NIST Acknowledges First Four Quantum-Resistant Encryption Tools


The US Department of Commerce’s National Institute of Standards and Technology (NIST) has selected the first-ever group of encryption tools that could potentially withstand the attack of a quantum computer.

The four selected encryption algorithms will now reportedly become part of NIST’s post-quantum cryptographic (PQC) standard, which should be finalized in about two years.

More specifically, for general encryption (used for access to secure websites), NIST has selected the CRYSTALS-Kyber algorithm.

For digital signatures, on the other hand,  NIST has selected the three algorithms CRYSTALS-Dilithium, FALCON and SPHINCS+.

“NIST constantly looks to the future to anticipate the needs of U.S. industry and society as a whole, and when they are built, quantum computers powerful enough to break present-day encryption will pose a serious threat to our information systems,” commented NIST Director Laurie E. Locascio.

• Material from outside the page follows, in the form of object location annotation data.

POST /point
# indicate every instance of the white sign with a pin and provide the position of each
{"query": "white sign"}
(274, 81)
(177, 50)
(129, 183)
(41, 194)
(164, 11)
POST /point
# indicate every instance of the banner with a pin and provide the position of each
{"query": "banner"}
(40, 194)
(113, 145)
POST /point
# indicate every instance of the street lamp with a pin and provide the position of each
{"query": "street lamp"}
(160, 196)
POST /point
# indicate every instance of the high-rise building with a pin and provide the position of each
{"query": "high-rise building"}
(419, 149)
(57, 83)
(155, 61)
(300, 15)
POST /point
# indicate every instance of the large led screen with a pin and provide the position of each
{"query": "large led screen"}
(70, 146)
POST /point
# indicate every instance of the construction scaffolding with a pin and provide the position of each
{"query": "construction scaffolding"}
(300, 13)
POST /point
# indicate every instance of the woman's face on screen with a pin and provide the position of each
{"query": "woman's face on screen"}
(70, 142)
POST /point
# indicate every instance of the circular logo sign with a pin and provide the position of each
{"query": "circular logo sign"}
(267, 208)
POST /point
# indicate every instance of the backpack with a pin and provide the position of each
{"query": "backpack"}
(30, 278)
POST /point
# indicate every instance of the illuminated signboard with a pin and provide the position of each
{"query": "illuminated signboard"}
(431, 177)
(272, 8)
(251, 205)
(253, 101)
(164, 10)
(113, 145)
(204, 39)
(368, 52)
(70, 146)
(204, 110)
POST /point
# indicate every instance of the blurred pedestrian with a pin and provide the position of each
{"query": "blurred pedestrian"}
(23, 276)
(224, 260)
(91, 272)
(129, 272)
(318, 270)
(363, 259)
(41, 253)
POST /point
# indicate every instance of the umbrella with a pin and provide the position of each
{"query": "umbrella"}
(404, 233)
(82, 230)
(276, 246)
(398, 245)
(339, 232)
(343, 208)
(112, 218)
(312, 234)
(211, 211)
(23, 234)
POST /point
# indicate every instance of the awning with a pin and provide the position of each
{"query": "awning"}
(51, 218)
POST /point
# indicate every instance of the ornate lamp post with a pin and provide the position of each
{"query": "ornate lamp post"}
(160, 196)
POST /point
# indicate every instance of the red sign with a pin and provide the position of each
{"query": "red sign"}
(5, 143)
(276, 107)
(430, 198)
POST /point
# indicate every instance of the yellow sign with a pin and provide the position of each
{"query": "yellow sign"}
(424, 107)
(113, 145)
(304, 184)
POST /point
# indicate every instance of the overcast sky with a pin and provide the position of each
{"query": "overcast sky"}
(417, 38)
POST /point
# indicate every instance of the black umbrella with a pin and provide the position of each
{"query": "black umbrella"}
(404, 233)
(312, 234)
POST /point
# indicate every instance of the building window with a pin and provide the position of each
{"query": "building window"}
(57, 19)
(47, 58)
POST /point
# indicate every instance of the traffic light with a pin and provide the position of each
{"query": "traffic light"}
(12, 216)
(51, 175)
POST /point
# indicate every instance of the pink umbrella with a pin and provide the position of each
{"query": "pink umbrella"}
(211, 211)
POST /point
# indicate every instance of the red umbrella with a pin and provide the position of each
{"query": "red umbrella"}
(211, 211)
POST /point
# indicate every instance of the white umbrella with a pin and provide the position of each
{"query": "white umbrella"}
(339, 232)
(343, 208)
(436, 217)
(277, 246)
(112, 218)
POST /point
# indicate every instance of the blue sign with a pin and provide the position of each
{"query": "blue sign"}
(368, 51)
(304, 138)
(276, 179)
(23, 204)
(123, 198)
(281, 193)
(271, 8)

 “Our post-quantum cryptography program has leveraged the top minds in cryptography — worldwide — to produce this first group of quantum-resistant algorithms that will lead to a standard and significantly increase the security of our digital information.”

Locascio also confirmed that NIST is currently considering four additional algorithms to be included in the standard to develop a robust variety of defense tools. The finalists from that round will be announced at a future date.

“NIST’s announcement […] is a key milestone in the development of quantum-resistant security practices,” Edlyn Teske, a senior crypto expert at Cryptomathic, told Infosecurity Magazine.

“In practice, this means that [Chief Security Officers] need to take stock of their organization’s ability to rapidly switch the cryptographic algorithms that underpin your data security, without upending your entire infrastructure – an approach commonly known as being ‘crypto-agile.’ 

According to Teske, organizations that invest time and money into achieving true crypto-agility as a near-term priority will be ready to deploy NIST-standardized algorithms as they become available.

“[They will also] be much better prepared to protect their assets from post-quantum threats than those who wait.”